Scout, the owner was great to deal with and got the springs in stock much faster than expected. 
My 450lbs X 3 ti spring weighed 376grams while my friends DSP weighed 334grams for a 350lbs X 3. The steel Fox spring weighed 586grams for a 400lbs X 3.25. 
I felt the weight savings to be very good. 

Eric


----------



## TheRage43 (Jul 19, 2012)

I just ordered one from these guys. Says I should see it by the end of this month.

Got mine in gold


----------



## yd35 (May 22, 2006)

I haven't ordered from them, but I've had a few questions that were always answered super thoroughly and promptly. I believe Scout mentioned that he will unveil super baller ti springs sometime in the near future, which will be lighter, and of course, more expensive.


----------



## whoda*huck (Feb 12, 2005)

Ended up going with RCS ($283 shipped to Hawaii.) No fitment issues (same length and just under 1/16" bigger diameter) , knocked > 1/2 lbs off the bike and raised the bling factor.


----------



## laxman2001 (Jun 1, 2009)

Thread bump. Are these guys any good?


----------



## csermonet (Feb 2, 2009)

laxman2001 said:


> Thread bump. Are these guys any good?


yes they are a pretty popular ti-spring company. however, I suggest looking for a used ti-spring. in the ti-spring "community", if you can call it that, it's generally thought of that the best quality ti springs are no longer made. these are the like of Obtainium(the original Obtainium springs, there is a company that made some and may still be making some under the Obtainium name but these are NOT the same as the originals), old Marz springs, etc.
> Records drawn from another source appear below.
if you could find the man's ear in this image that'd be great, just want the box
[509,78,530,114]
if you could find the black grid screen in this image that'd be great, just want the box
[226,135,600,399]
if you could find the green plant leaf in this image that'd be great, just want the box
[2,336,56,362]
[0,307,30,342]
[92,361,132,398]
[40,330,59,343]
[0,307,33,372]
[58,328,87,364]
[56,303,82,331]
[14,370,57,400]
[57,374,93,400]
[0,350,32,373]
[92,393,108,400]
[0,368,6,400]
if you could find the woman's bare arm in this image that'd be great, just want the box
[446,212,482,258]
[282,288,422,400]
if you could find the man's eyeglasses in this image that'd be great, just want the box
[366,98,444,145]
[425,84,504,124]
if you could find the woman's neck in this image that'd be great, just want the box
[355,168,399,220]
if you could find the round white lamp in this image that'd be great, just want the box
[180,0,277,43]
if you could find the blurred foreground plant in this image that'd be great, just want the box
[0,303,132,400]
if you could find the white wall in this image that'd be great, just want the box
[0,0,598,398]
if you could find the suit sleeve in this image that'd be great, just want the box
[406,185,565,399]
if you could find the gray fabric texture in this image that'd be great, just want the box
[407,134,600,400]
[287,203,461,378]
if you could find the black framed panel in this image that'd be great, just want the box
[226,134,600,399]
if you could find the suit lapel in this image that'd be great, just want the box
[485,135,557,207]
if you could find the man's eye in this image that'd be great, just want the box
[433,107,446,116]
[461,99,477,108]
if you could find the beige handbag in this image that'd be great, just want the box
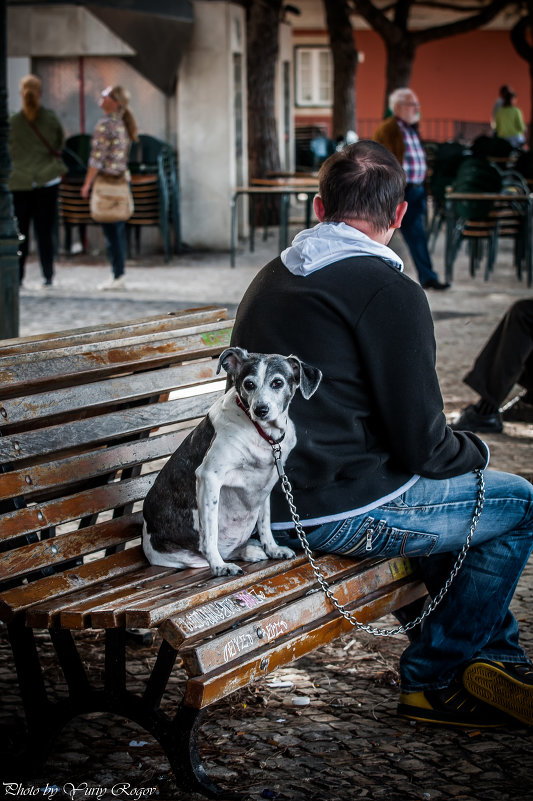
[90,172,134,223]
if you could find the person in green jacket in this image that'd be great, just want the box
[8,74,66,287]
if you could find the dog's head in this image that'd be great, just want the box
[217,347,322,423]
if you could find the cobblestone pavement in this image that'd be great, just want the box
[2,230,533,800]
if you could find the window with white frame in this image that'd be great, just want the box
[295,47,333,107]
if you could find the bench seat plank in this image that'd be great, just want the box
[52,560,307,630]
[160,554,365,649]
[0,545,147,621]
[121,556,305,628]
[183,581,426,709]
[25,561,175,629]
[179,557,416,674]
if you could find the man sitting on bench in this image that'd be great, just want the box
[231,140,533,729]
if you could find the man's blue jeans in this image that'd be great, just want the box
[275,470,533,692]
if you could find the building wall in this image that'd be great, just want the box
[293,27,530,142]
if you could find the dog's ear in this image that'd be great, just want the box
[217,347,249,376]
[287,356,322,399]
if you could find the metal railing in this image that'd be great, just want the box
[356,119,492,143]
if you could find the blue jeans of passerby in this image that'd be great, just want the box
[101,221,126,278]
[274,469,533,692]
[402,183,439,285]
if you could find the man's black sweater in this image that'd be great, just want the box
[231,254,488,526]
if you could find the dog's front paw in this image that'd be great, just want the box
[267,545,296,560]
[212,562,244,577]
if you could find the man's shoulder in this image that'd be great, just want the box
[374,116,398,137]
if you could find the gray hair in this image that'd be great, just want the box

You can tell by the number of windings. The less windings, the less weight. I bought an old used Marz spring for like $100 bucks on the Pinkbike classifieds. however there is no "bad" ti spring. both are lighter than steel by a good margin, and all ti-springs are calibrated to a higher degree of precision than steel. so just look for the best deal. if buying new though, ti-springs.com is a solid option


----------